La police a tiré des coups de feu en l'air et a utilisé des gaz lacrymogènes à New Delhi alors que les protestations contre la loi indienne sur la citoyenneté se répandaient à travers le pays.
Une marche pacifique contre ce que certains prétendent être une politique d'immigration islamophobe est descendue dans le chaos et la violence pendant le weekend.
La police a été accusée d'abus de pouvoir après avoir affirmé avoir traîné des individus non armés sur le sol et les avoir frappés avec des bâtons en bois lors des manifestations à l'université Jamia Millia Islamia de New Delhi dimanche.
Ces manifestations se sont poursuivies, avec davantage de manifestations mardi dans les États du Bengale occidental, Kerala, Karnataka.
Les protestations ont été déclenchées par une nouvelle loi appelée la loi sur la citoyenneté.
Cette loi autorise les non-musulmans qui se trouvent illégalement dans le pays à obtenir la citoyenneté s'ils peuvent prouver qu'ils sont victimes de persécutions religieuses au Bangladesh, au Pakistan et en Afghanistan à majorité musulmane.

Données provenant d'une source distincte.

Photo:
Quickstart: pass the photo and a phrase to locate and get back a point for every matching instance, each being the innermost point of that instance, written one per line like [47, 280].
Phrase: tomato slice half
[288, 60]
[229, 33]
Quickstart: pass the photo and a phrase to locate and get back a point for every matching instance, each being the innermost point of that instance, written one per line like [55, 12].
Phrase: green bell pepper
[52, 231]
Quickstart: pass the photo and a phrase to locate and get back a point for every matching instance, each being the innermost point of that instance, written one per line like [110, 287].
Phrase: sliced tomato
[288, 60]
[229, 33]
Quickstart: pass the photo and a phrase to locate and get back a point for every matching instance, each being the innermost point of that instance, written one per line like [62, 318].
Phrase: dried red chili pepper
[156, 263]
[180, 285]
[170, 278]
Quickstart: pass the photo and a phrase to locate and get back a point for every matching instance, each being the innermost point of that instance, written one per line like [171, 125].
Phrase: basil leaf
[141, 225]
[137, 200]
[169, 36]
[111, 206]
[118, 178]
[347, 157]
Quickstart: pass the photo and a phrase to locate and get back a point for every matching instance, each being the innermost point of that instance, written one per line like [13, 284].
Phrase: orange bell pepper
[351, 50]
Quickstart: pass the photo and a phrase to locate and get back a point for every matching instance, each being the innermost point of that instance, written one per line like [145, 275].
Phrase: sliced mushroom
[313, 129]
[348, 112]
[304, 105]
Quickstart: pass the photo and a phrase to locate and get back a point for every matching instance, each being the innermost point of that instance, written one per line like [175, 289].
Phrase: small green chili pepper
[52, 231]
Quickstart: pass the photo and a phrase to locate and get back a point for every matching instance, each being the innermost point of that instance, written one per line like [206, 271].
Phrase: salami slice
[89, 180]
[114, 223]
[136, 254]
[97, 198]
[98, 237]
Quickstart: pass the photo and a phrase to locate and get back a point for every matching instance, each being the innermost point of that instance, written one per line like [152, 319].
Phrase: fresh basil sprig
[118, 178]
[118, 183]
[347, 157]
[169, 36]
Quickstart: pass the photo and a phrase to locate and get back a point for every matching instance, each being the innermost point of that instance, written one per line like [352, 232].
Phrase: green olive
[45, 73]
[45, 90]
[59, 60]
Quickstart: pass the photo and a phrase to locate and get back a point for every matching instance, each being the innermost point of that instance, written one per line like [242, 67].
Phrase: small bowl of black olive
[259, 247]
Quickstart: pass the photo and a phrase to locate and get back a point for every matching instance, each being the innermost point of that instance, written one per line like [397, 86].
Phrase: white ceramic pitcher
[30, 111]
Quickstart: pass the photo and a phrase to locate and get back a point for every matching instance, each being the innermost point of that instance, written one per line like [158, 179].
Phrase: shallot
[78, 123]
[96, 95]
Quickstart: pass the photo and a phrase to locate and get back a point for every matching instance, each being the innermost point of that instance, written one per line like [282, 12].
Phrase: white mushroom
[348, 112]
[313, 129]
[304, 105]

Elle s'applique aux hindous, aux chrétiens et aux autres minorités religieuses, mais pas aux musulmans.
Les manifestants disent qu'il est anti-musulman, peut provoquer une migration de masse et est une tentative du Premier ministre Narenda Modi de faire de l'Inde un bastion hindou.
La marche du week-end à l'université de New Delhi s'est intensifiée, des manifestants mettant le feu à trois bus et la police faisant usage de la force contre les manifestants. Des séquences vidéo ont montré des officiers courant après des manifestants non armés et les frappant avec des bâtons en bois.
Des dizaines d'étudiants ont été emmenés dans des hôpitaux voisins pour y être soignés.
La police a nié les accusations selon lesquelles elle aurait répondu trop durement et aurait agi avec retenue.
Mardi, lors d'une conférence de presse, Hanjala Mojibi, un étudiant qui étudie l'anglais à l'école à prédominance musulmane, a déclaré que lorsque lui et d'autres ont vu la police arriver, ils se sont dirigés vers eux, les mains en l'air.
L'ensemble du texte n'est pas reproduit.